According to the BG Bau [BG Bau, 2017], a vapour pressure of p < 0.01 hPa is very low, p = 1-10 hPa low and p > 10 hPa is high. The 31. BImSchV describes an organic substance as volatile if it has a vapour pressure of 0.01 kPa (i.e. 10 Pa) or more at 293.15 K. Also, according to ECHA’s guidance, substances are not available for inhalation as a gas in a relevant manner with a vapour pressure less than 0.5 kPa (i.e. 500 Pa) (or a boiling point above 150°C) [ECHA, 2008].
The boiling point could not have been determined as at 130.3 °C the sample starts to decompose slowly and at 225.0 °C the decomposition becomes more rapidly. Vapour pressure however was determined to be 1.5 x 10E-5 Pa (25 °C), i.e. very low, and the substance does not need to be regarded a volatile. Hence, the potential inhalation of the substance as a gas is not given and does not need to be regarded. Further, sufficient precautionary measures exclude the formation of droplets of inhalable size or aerosols. In consequence, exposure of humans via inhalation is not likely, so the potential absorption can only be regarded theoretically.
For absorption of deposited material similar criteria as for GI absorption can be applied. In general, either a prolonged exposure due to deposition and subsequent absorption or immediate absorption by micellular solubilisation has to be assumed. The latter mechanism may be of particular importance for highly lipophilic compounds (LogPow >4), particularly those that are poorly soluble in water (1 mg/l or less). To be readily soluble in blood, a gas, vapour or dust must be soluble in water and increasing water solubility would increase the amount absorbed per breath. However, the gas, vapour or dust must also be sufficiently lipophilic to cross the alveolar and capillary membranes. Therefore, a moderate log P value (between -1 and 4) would be favourable for absorption. Generally, liquids, solids in solution and water-soluble dusts would readily diffuse/dissolve into the mucus lining the respiratory tract. With an logPow of 4.80 of the O,O-di-ethylhexyl hydrogen phosphorodithioate anion, which is is above the guidance value, absorption may be considered hindered. The logPow of 2.43 for the Amine, C12-14-tert-alkyl cation content however must be considered as moderate, and so this part of the substance is favourable for absorption, similar to oral absorption. Although having a rather low water solubility, i.e. 13 mg/l for the Amine, C12-14-tert-alkyl cation content, and 10.5 mg/l for the O,O-di-ethylhexyl hydrogen phosphorodithioate anion content, the substance cannot be considered as poorly soluble, and so water solubility is also not considered to hinder absorption in a relevant matter.
Despite of physical limitations, i.e. low vapour pressure and taken precautions, and so only a very minor portion of the substance reaching the lungs and being deposited, in theory no clear evidence is given that absorption may be hindered.
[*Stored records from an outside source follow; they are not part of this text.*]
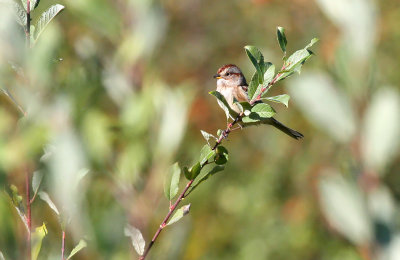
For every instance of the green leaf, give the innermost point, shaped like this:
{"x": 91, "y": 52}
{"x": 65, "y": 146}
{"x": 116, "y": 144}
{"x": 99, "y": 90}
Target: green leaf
{"x": 280, "y": 31}
{"x": 221, "y": 156}
{"x": 20, "y": 14}
{"x": 255, "y": 57}
{"x": 171, "y": 182}
{"x": 45, "y": 197}
{"x": 204, "y": 177}
{"x": 296, "y": 60}
{"x": 205, "y": 154}
{"x": 207, "y": 136}
{"x": 283, "y": 99}
{"x": 179, "y": 213}
{"x": 136, "y": 238}
{"x": 81, "y": 245}
{"x": 45, "y": 19}
{"x": 36, "y": 181}
{"x": 259, "y": 112}
{"x": 192, "y": 173}
{"x": 17, "y": 200}
{"x": 37, "y": 238}
{"x": 33, "y": 4}
{"x": 255, "y": 87}
{"x": 224, "y": 104}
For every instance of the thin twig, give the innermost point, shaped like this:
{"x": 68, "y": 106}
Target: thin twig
{"x": 28, "y": 213}
{"x": 172, "y": 208}
{"x": 63, "y": 245}
{"x": 164, "y": 223}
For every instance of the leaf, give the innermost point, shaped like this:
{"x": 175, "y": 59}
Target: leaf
{"x": 20, "y": 14}
{"x": 81, "y": 245}
{"x": 37, "y": 238}
{"x": 280, "y": 31}
{"x": 46, "y": 17}
{"x": 205, "y": 154}
{"x": 296, "y": 60}
{"x": 214, "y": 170}
{"x": 36, "y": 181}
{"x": 259, "y": 112}
{"x": 136, "y": 237}
{"x": 33, "y": 4}
{"x": 224, "y": 104}
{"x": 221, "y": 155}
{"x": 343, "y": 204}
{"x": 16, "y": 200}
{"x": 192, "y": 173}
{"x": 45, "y": 197}
{"x": 180, "y": 213}
{"x": 255, "y": 57}
{"x": 283, "y": 99}
{"x": 171, "y": 182}
{"x": 255, "y": 87}
{"x": 207, "y": 136}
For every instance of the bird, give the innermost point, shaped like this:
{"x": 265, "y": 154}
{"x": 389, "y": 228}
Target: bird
{"x": 231, "y": 83}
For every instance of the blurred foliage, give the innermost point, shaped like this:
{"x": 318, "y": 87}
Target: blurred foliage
{"x": 114, "y": 91}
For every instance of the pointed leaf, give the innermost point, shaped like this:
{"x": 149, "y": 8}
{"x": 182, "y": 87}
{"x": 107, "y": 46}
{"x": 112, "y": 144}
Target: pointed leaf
{"x": 45, "y": 197}
{"x": 171, "y": 183}
{"x": 192, "y": 173}
{"x": 136, "y": 237}
{"x": 17, "y": 200}
{"x": 221, "y": 155}
{"x": 180, "y": 213}
{"x": 259, "y": 112}
{"x": 36, "y": 181}
{"x": 224, "y": 104}
{"x": 207, "y": 136}
{"x": 204, "y": 177}
{"x": 37, "y": 238}
{"x": 280, "y": 31}
{"x": 81, "y": 245}
{"x": 205, "y": 154}
{"x": 283, "y": 99}
{"x": 33, "y": 4}
{"x": 46, "y": 17}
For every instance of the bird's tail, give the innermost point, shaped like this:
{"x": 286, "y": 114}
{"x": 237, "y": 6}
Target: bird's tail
{"x": 285, "y": 129}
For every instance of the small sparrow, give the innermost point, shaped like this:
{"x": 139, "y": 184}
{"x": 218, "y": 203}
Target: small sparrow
{"x": 232, "y": 84}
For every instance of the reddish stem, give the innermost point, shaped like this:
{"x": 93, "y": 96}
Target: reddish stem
{"x": 164, "y": 223}
{"x": 28, "y": 214}
{"x": 63, "y": 245}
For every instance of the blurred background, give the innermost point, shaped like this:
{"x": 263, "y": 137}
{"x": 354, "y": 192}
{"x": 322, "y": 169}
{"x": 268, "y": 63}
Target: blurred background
{"x": 116, "y": 91}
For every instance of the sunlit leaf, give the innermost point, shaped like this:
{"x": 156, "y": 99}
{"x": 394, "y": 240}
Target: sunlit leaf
{"x": 37, "y": 238}
{"x": 344, "y": 207}
{"x": 205, "y": 176}
{"x": 171, "y": 182}
{"x": 46, "y": 17}
{"x": 81, "y": 245}
{"x": 17, "y": 202}
{"x": 136, "y": 237}
{"x": 224, "y": 104}
{"x": 207, "y": 136}
{"x": 36, "y": 181}
{"x": 45, "y": 197}
{"x": 192, "y": 173}
{"x": 179, "y": 213}
{"x": 283, "y": 99}
{"x": 221, "y": 156}
{"x": 205, "y": 154}
{"x": 259, "y": 112}
{"x": 280, "y": 31}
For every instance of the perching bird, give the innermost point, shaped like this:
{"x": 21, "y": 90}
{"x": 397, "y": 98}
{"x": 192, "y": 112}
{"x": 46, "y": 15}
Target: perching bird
{"x": 232, "y": 84}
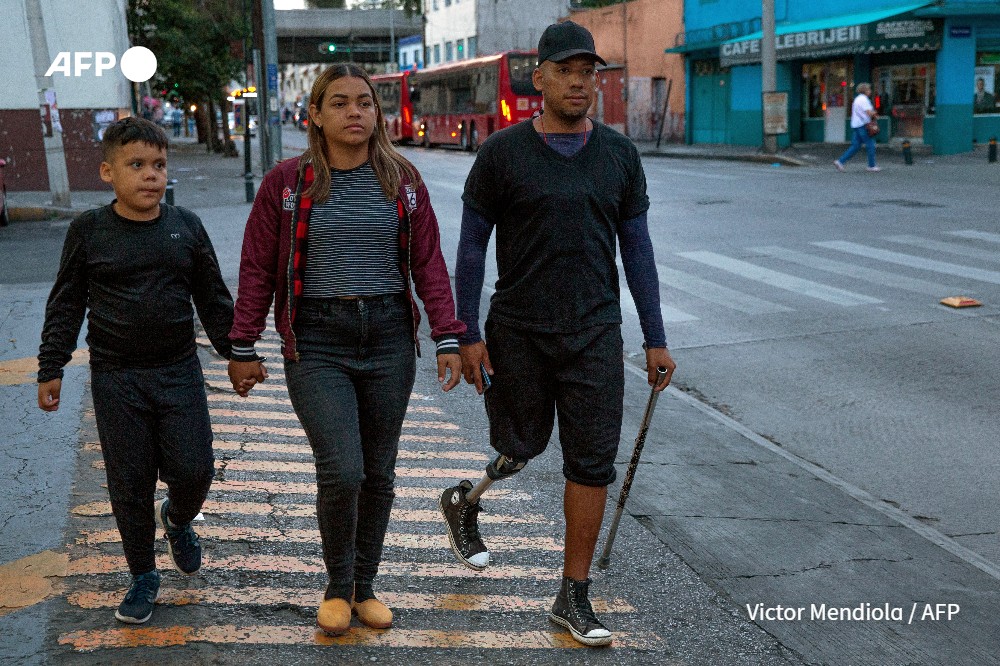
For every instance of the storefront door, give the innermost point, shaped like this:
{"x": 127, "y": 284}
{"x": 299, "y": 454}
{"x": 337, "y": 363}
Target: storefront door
{"x": 826, "y": 101}
{"x": 904, "y": 93}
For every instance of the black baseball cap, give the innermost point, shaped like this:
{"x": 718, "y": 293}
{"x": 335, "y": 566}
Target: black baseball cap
{"x": 562, "y": 41}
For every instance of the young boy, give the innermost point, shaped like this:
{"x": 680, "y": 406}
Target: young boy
{"x": 136, "y": 265}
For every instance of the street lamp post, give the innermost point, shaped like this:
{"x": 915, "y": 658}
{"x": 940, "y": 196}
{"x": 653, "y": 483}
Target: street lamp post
{"x": 768, "y": 64}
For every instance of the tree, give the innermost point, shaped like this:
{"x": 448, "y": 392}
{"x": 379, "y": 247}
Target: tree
{"x": 197, "y": 46}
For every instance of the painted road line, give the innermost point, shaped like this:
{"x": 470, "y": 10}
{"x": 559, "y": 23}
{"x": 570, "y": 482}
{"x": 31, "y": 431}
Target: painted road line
{"x": 992, "y": 277}
{"x": 670, "y": 314}
{"x": 268, "y": 386}
{"x": 269, "y": 400}
{"x": 97, "y": 565}
{"x": 291, "y": 416}
{"x": 254, "y": 430}
{"x": 305, "y": 450}
{"x": 949, "y": 248}
{"x": 269, "y": 346}
{"x": 213, "y": 508}
{"x": 780, "y": 280}
{"x": 266, "y": 596}
{"x": 290, "y": 488}
{"x": 977, "y": 235}
{"x": 88, "y": 641}
{"x": 716, "y": 293}
{"x": 287, "y": 467}
{"x": 854, "y": 271}
{"x": 393, "y": 539}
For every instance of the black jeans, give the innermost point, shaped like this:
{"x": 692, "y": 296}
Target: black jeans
{"x": 153, "y": 421}
{"x": 350, "y": 389}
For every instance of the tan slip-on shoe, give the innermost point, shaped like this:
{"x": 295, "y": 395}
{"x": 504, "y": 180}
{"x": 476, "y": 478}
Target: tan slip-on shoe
{"x": 373, "y": 613}
{"x": 334, "y": 616}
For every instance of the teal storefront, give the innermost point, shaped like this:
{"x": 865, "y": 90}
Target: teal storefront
{"x": 936, "y": 77}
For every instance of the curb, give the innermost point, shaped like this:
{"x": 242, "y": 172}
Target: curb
{"x": 42, "y": 213}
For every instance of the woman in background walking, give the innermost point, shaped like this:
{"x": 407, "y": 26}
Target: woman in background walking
{"x": 862, "y": 113}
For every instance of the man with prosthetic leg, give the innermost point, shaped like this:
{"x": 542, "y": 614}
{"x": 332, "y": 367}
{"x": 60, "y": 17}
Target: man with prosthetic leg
{"x": 564, "y": 193}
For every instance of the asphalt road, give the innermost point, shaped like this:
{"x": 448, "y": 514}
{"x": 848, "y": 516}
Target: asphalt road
{"x": 805, "y": 304}
{"x": 832, "y": 442}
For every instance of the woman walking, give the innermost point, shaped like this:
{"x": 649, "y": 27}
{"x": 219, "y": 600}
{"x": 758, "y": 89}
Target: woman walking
{"x": 334, "y": 238}
{"x": 862, "y": 113}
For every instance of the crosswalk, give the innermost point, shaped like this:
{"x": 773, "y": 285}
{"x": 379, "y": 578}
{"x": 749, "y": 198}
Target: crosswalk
{"x": 263, "y": 573}
{"x": 765, "y": 280}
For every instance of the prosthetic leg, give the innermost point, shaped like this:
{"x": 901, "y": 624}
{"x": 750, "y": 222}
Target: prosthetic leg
{"x": 500, "y": 468}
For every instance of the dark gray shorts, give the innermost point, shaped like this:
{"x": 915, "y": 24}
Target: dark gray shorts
{"x": 579, "y": 377}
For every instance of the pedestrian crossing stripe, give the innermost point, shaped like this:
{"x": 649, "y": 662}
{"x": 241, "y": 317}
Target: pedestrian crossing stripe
{"x": 306, "y": 450}
{"x": 310, "y": 597}
{"x": 290, "y": 488}
{"x": 392, "y": 539}
{"x": 285, "y": 467}
{"x": 261, "y": 415}
{"x": 216, "y": 508}
{"x": 96, "y": 565}
{"x": 252, "y": 430}
{"x": 87, "y": 641}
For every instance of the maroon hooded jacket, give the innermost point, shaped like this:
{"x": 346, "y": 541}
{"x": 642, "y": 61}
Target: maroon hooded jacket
{"x": 274, "y": 259}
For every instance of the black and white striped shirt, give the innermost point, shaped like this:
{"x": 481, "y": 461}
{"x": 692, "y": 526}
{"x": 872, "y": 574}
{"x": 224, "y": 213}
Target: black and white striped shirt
{"x": 353, "y": 239}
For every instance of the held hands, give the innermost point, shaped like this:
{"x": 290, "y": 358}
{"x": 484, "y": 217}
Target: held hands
{"x": 449, "y": 363}
{"x": 245, "y": 375}
{"x": 472, "y": 356}
{"x": 48, "y": 395}
{"x": 659, "y": 358}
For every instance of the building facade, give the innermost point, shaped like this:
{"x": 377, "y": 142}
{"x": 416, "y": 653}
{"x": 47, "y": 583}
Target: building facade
{"x": 633, "y": 88}
{"x": 934, "y": 67}
{"x": 461, "y": 29}
{"x": 411, "y": 53}
{"x": 80, "y": 104}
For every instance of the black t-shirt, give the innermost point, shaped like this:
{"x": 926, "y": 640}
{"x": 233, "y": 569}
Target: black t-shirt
{"x": 137, "y": 279}
{"x": 556, "y": 220}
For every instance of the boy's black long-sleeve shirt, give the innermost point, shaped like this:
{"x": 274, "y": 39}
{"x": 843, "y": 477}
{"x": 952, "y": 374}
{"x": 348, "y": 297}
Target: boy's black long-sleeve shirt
{"x": 137, "y": 280}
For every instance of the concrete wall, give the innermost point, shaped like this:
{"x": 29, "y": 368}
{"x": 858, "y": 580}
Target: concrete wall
{"x": 70, "y": 26}
{"x": 504, "y": 25}
{"x": 448, "y": 24}
{"x": 651, "y": 27}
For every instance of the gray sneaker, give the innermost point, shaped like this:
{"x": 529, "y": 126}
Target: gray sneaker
{"x": 462, "y": 518}
{"x": 572, "y": 610}
{"x": 137, "y": 606}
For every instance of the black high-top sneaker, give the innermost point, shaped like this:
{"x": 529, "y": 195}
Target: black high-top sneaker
{"x": 462, "y": 519}
{"x": 572, "y": 610}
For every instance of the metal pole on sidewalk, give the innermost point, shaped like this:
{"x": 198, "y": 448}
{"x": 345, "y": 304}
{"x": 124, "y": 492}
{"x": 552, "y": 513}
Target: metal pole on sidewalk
{"x": 55, "y": 153}
{"x": 269, "y": 120}
{"x": 247, "y": 64}
{"x": 768, "y": 65}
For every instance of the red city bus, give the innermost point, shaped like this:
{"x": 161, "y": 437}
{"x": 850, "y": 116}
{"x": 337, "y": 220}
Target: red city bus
{"x": 397, "y": 108}
{"x": 463, "y": 103}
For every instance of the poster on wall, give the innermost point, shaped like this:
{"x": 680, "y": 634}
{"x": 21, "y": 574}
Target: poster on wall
{"x": 984, "y": 95}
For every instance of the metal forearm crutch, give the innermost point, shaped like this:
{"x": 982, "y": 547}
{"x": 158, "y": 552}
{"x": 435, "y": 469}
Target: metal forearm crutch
{"x": 640, "y": 441}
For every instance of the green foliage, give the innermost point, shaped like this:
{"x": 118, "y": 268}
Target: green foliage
{"x": 197, "y": 44}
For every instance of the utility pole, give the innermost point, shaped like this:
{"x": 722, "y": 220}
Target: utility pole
{"x": 247, "y": 64}
{"x": 625, "y": 60}
{"x": 270, "y": 118}
{"x": 769, "y": 68}
{"x": 55, "y": 153}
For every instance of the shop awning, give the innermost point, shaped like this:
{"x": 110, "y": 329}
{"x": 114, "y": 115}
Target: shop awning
{"x": 877, "y": 31}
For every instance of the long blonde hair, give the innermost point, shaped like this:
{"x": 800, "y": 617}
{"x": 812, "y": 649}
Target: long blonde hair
{"x": 388, "y": 165}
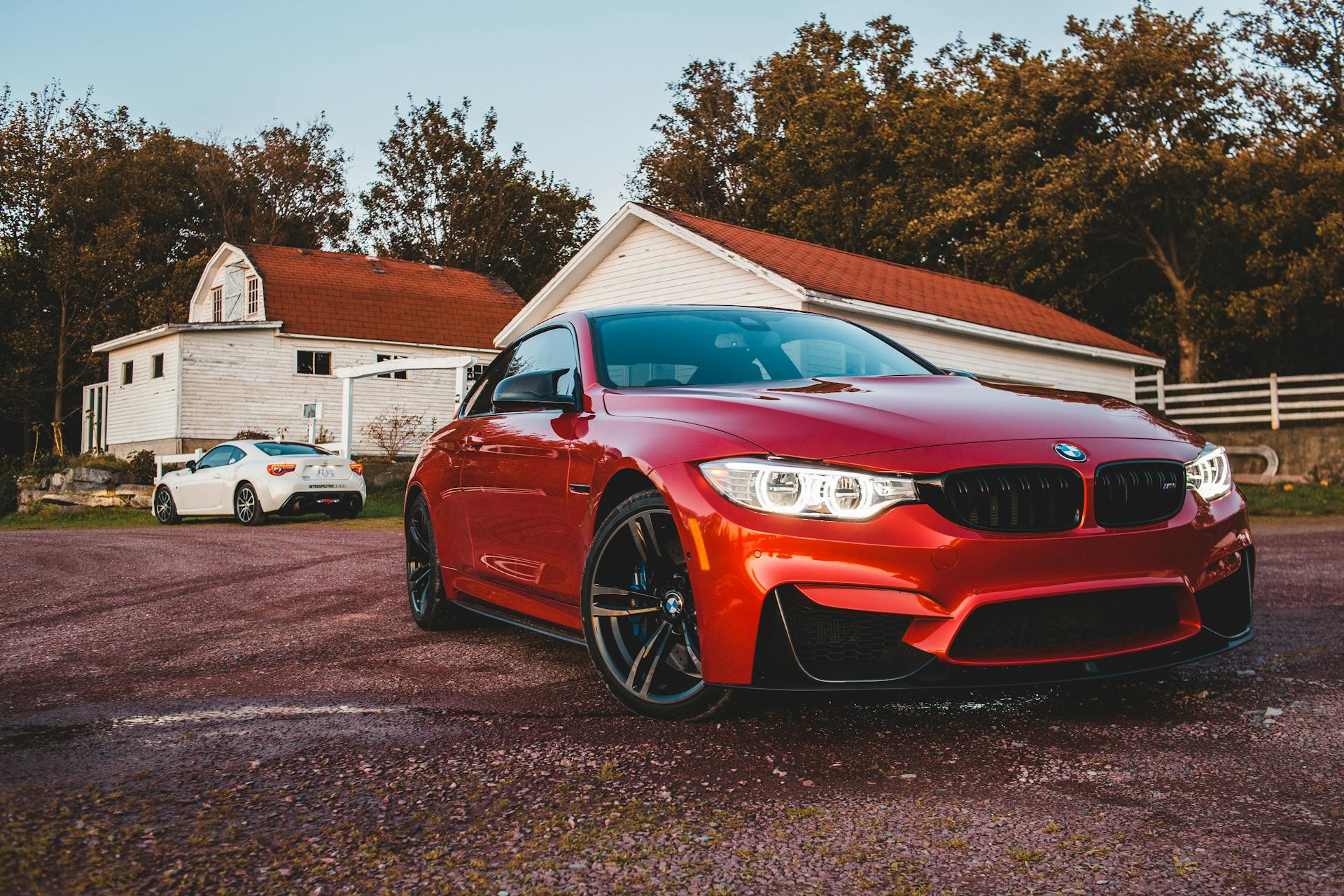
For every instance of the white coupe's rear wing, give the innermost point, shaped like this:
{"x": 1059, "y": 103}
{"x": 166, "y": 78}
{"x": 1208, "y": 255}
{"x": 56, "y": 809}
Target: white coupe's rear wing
{"x": 172, "y": 458}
So, if absorption was not limited by physicochemical parameters, a similar absorption rate a via the oral route, i.e. 100%, could be assumed. Due to the physicochemical limitations however, an inhalative absorption of approx. 10% can be assumed as a worst case. So as inhalation was stated to be regarded only in theory, the theoretical absorption will be taken into account for further assessment.
Due to ciliary movements in the upper respiratory tract, the secretion of possibly deposed material with a subsequent swallowing and hence oral exposure after inhalation has to be additionally regarded.

Absorption after dermal exposure
In order to cross the skin, a compound must first penetrate into the stratum corneum and may subsequently reach the epidermis, the dermis and the vascular network. The stratum corneum provides its greatest barrier function against hydrophilic compounds, whereas the epidermis is most resistant to penetration by highly lipophilic compounds. Substances with a molecular weight below 100 are favourable for penetration through the skin and substances above 500 are normally not able to penetrate. The substance must be sufficiently soluble in water to partition from the stratum corneum into the epidermis. Therefore, if the water solubility is below 1 mg/L, dermal uptake is likely to be low. Additionally, Log Pow values between 1 and 4 favour dermal absorption.
Above 4, the rate of penetration may be limited by the rate of transfer between the stratum corneum and the epidermis, but uptake into the stratum corneum will be high. Above 6, the rate of transfer between the stratum corneum and the epidermis will be slow and will limit absorption across the skin. Uptake into the stratum corneum itself may be slow. Moreover vapours of substances with vapour pressures below 100 Pa are likely to be well absorbed and the amount absorbed dermally is most likely more than 10% and less than 100 % of the amount that would be absorbed by inhalation. If the substance is a skin irritant or corrosive, damage to the skin surface may enhance penetration. During the whole absorption process into the skin, the compound can be subject to biotransformation.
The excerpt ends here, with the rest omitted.